The two of them quickly became the comics in our group. They regaled us with wildly exaggerated impersonations of characters from their local neighborhoods, savoring the knowing that in Cambridge they would not be maimed for this, as they would be back home. So they’d act the thief who stole his neighbor’s TV and displayed it in his own living room — even though the neighbor was a friend who often popped over for a chat (and probably to watch Crimewatch UK, who knows). Or “hard men” who strutted the streets saying, “You lookin a’ me or chewin’ a brick?” and were affronted if you looked them in the eye. And those with ambitions to make it big in the world of crime — wannabe bank robbers and bare-knuckle fighters who lived by the code of not “grassing up” friend or foe to the law. This was the first I’d heard of Cockney rhyming slang and learned that tea leaf was “thief” and butcher’s hook meant “look” and trouble and strife was, of course, “wife.”

Every evening Steve and Kevin were drunk, vomit arcing over Trinity Bridge or dripping down shut windows that hadn’t been opened fast enough. I kept my distance. “Her ladyship,” they’d tease me. “Look, she’s miffed, she’s turning her nose up at us.” Two rowdy boys, I thought, not yet fully formed.
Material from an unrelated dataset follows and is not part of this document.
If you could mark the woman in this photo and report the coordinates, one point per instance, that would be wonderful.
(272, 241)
So I wasn’t seeking Steve’s interest when each morning I sauntered down the hallway we shared wearing a transparent white kurta and no underwear — I’d only just woken up and was going to the bathroom. But this encouraged him to come to my room with his copy of The Complete Poems of John Keats and read from it. That book was stained with black grease, he’d taken it with him on his travels across Europe in his father’s lorry the previous summer. He told me he read Keats’s “Lamia” sitting on a crate in a warehouse in Milan, and not even the din of unloading trucks could distract him from Lamia the serpent transforming herself into a woman, writhing and foaming—“her elfin blood in madness ran.” Now from “Lamia” he read me the lines “Eclipsed her crescents, and licked up her stars” several times over. You could be a tad more subtle, I thought.
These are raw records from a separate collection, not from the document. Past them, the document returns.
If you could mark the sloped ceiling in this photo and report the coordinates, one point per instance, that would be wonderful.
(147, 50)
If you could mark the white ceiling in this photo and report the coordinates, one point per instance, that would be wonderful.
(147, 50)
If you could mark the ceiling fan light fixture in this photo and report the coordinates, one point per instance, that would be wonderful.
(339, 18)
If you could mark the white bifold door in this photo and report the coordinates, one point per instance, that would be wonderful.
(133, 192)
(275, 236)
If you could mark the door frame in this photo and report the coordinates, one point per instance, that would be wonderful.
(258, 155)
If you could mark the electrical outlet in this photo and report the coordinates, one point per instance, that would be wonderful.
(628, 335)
But he had glossy black hair that fell across his forehead and very distinct, slanted dark eyes and a pointy chin. Sweet. So I enjoyed the occasional hours we had together, just the two of us, without Kevin or the rest of our friends. We went for long walks on a dirt track by fields where the veterinary science department kept deviant-looking bulls with oddly shaped heads. And through St. John’s playing fields at dusk. I was still unaccustomed to how early daylight caved in on English autumn afternoons. We hurried to the tearoom of University Library when the hot scones were served. I was bored with the economics I had to study that year and readily gave up grappling with Sraffa’s theory of value to linger with Steve among the stacks in the North Wing, reading pamphlets on party games in the British colonies or books on East End villains like the Kray twins. Steve told me that not too far from where he lived, in Whitechapel, was the Blind Beggar Pub where the Krays shot someone.

Steve was full of stories about his family and his childhood and about the London he knew. He’d grown up in Manor Park, on the outer edges of East London—“growing up on the Manor,” it was called locally. It was here that Steve played football with his brother, Mark, late into the night under streetlamps. He loitered with his friends outside the sweet factory nearby, imagining the rich pickings inside. They ate tomatoes that grew wild by the sewage works near the Roding River, a trifling tributary of the Thames, and their faces broke into a rash. One day Steve’s father told him that he’d smash his kneecaps if he saw him hanging around too many street corners. Steve knew his dad wouldn’t but was thankful for the threat. It allowed him to stay in and do his homework when his friends called round, yet again, to go hurl milk bottles against the wall of the social club at the end of their street. “Na, not tonight, mate, me dad’ll kill me.”